The Corwin Ranch
Elmore told his daughter Elma that the key to their success on the desert was finding water at a reasonable depth. Fortunately they had the experienced advice of the Nation family, who lived about a mile away, but still, you can imagine the amount of anxiety the Corwins felt until the water table was established with a physical well in place.
With the help of Frank Cook, an African-American who lived close by in the Bell Mountain District, Elmore dug a well and struck water at 101.2 feet. He then constructed a windmill. In 1917, about the time of Elmore's 70th birthday, the well was deepened and a new pumping plant installed.
The wells in this area were measured for an engineering study in 1917, and the Nation well had water standing at 108 feet below the surface. George Holbrook had the shallowest ground water in the immediate vicinity, the water standing at 72.8 feet in one of his wells, and at 80.0 in another. This was the purest, sweetest water that many people had ever tasted, and when Apple Valley Ranchos started decades later, people were still praising the water.
Unfortunately it was all too common to have problems with wells: they silted in, or the water table dropped, or any number of technical difficulties could arise. The Corwins had to dig a new well in 1920, this time going clear down to 150 feet. Another new pumping plant was required, and even a new windmill. The original windmill had "poked its nose into the ground on July 1st, making a complete wreck of itself." Elmore amazed the community when he continued through the years to scamper up the steep ladder of the windmill, even at the age of 90, to grease and adjust it.
Five years later the well had to be deepened again, but this was when additional land was brought under cultivation. The irrigation pump on the well was powered by an engine that ran a fuel oil called distillate. The ranchers ordered the fuel in barrels, which were shipped by rail to the depot, and then hauled to the ranches by horse-drawn wagons.
Water was not the only thing in the ground that interested Elmore. He had written the Land Office in January 1911 with several inquiries, primarily regarding mining claim rights versus homesteader rights. One question reads, "Can an association of eight people enter or locate a 160 acre placer claim upon which an individual claim of 20 acres had been previously located and dispossess said individual claimant."
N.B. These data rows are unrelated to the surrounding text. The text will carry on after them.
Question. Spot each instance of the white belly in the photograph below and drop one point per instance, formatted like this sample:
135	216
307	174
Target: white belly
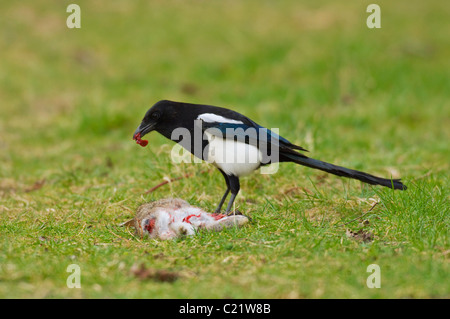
232	157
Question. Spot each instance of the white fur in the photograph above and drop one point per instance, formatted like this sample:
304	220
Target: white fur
174	222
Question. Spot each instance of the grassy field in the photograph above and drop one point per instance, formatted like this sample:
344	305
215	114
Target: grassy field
376	100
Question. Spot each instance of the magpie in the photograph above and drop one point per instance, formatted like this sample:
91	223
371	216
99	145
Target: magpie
233	143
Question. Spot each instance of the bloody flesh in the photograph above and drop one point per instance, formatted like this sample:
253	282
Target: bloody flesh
139	141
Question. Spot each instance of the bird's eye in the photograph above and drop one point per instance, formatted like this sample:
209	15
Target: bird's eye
155	115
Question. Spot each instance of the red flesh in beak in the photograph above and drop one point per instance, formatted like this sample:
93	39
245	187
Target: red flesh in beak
139	141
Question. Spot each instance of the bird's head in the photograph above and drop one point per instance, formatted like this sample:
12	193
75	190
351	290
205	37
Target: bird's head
151	121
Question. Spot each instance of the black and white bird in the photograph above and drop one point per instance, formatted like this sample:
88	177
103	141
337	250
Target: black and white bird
233	143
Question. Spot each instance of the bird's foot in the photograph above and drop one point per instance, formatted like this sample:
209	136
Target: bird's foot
235	212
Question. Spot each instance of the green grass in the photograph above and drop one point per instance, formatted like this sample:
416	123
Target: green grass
374	100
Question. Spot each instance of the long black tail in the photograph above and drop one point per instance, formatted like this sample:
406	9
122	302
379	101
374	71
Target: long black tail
345	172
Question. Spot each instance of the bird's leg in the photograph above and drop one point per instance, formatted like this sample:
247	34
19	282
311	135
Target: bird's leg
219	207
234	188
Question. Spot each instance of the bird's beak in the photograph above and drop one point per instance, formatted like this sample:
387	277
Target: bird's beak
143	129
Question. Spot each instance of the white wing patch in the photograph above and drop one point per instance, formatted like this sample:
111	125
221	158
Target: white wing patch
214	118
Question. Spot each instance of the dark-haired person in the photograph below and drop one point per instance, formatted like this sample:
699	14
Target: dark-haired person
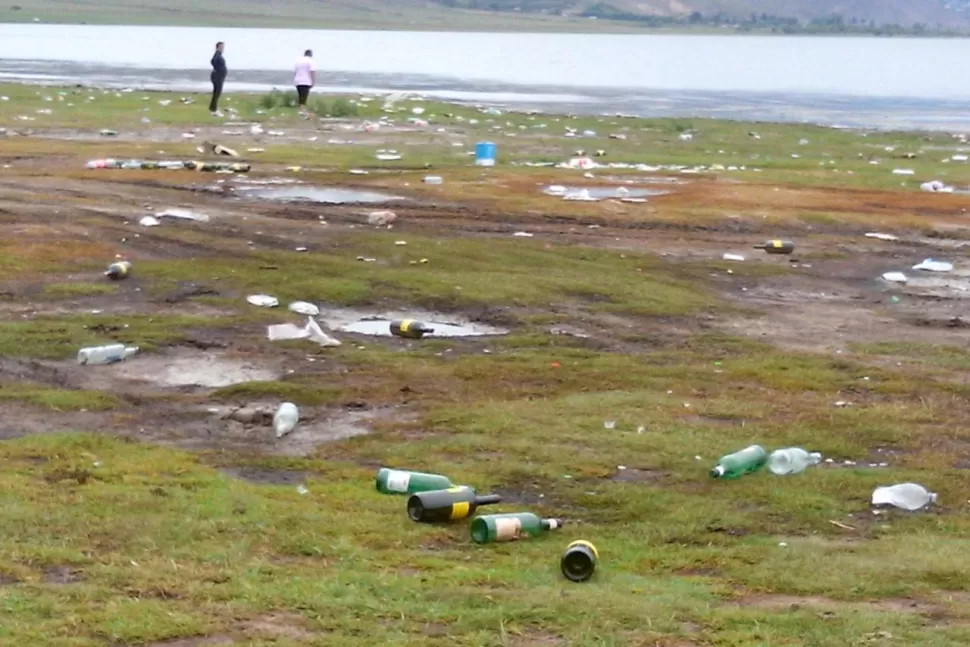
218	78
304	77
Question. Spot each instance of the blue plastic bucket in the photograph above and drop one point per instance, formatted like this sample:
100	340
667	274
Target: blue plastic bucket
485	154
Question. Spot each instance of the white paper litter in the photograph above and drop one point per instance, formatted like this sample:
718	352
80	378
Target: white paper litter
931	265
311	331
183	214
304	308
263	300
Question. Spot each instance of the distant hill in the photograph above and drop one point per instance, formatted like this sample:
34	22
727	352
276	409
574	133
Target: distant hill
778	16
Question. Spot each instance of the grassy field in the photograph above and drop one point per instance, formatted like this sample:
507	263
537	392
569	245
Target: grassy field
111	538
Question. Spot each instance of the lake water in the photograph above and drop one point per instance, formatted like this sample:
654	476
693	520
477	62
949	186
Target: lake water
885	83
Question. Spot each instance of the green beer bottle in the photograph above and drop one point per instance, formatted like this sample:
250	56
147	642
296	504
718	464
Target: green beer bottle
777	246
410	329
749	459
579	561
509	527
407	482
447	505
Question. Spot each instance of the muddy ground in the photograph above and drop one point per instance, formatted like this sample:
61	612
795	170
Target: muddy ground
826	297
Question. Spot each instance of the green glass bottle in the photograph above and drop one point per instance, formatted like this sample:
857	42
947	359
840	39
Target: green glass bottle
509	527
777	246
410	329
750	459
447	505
407	482
579	561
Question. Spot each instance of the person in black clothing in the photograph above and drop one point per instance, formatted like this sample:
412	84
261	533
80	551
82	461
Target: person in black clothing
218	77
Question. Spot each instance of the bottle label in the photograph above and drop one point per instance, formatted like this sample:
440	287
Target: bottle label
508	529
460	510
398	481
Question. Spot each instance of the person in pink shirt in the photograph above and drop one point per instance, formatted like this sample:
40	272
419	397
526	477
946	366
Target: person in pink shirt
304	77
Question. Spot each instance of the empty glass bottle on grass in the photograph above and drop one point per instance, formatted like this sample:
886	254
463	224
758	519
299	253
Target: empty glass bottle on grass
447	505
792	460
390	481
509	527
750	459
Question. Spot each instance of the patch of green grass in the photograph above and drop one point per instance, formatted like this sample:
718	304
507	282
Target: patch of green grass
59	399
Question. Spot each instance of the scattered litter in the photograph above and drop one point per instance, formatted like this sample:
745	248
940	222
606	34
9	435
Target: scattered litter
263	300
906	496
777	246
381	218
118	271
311	331
882	236
105	354
935	186
184	214
285	419
931	265
304	308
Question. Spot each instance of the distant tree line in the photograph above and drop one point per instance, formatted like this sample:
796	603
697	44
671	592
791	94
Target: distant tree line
756	22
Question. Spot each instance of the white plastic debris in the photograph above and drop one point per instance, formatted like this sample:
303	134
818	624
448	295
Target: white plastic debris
304	308
931	265
183	214
935	186
311	331
263	300
381	218
906	496
285	419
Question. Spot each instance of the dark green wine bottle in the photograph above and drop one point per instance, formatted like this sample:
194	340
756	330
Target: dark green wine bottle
410	329
509	527
579	561
447	505
407	482
777	246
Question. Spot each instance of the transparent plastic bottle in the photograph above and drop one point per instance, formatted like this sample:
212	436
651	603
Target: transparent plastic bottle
906	496
285	419
792	460
105	354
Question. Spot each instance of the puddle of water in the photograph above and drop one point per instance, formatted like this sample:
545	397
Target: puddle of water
201	369
324	195
379	324
601	192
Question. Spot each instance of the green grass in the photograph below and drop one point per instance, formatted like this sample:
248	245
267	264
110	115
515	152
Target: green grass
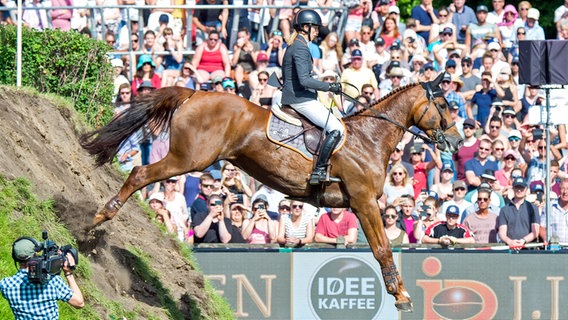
21	214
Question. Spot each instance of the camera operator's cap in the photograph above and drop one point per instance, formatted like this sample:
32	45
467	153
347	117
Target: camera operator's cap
433	194
488	174
394	9
216	174
447	30
447	167
537	187
482	8
164	18
453	210
262	56
494	45
356	53
485	186
24	249
511	111
459	184
533	14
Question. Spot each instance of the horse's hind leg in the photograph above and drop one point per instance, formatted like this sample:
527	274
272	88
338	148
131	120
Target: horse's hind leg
140	177
369	216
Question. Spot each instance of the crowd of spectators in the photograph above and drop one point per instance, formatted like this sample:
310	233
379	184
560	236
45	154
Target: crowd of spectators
429	196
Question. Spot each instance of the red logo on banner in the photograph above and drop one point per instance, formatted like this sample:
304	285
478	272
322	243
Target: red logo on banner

He also asked, "Should mineral or oil be discovered on a person's homestead or desert claim prior to the obtaining of a patent thereto, would a placer claim to said lands take precedence and dispossess said agricultural entryman. If so would the person so dispossessed lose his homestead rights?"
The nature of these questions reveals that Elmore, like many of those who came to the desert before him, was taken with the idea of striking it rich with a mineral discovery. The Land Office counsel responded by sending a copy of Mining Laws and Regulations with appropriate sections marked, and with references to various legal cases on the question of location of placer claims.
The final sentence was particularly sobering: "You are further advised that if a homestead or desert land entry is found to contain a valuable mineral [including oil] deposit prior to final entry, [it] must be canceled...." Whatever Elmore and his seven companions were up to, that statement must have given them pause.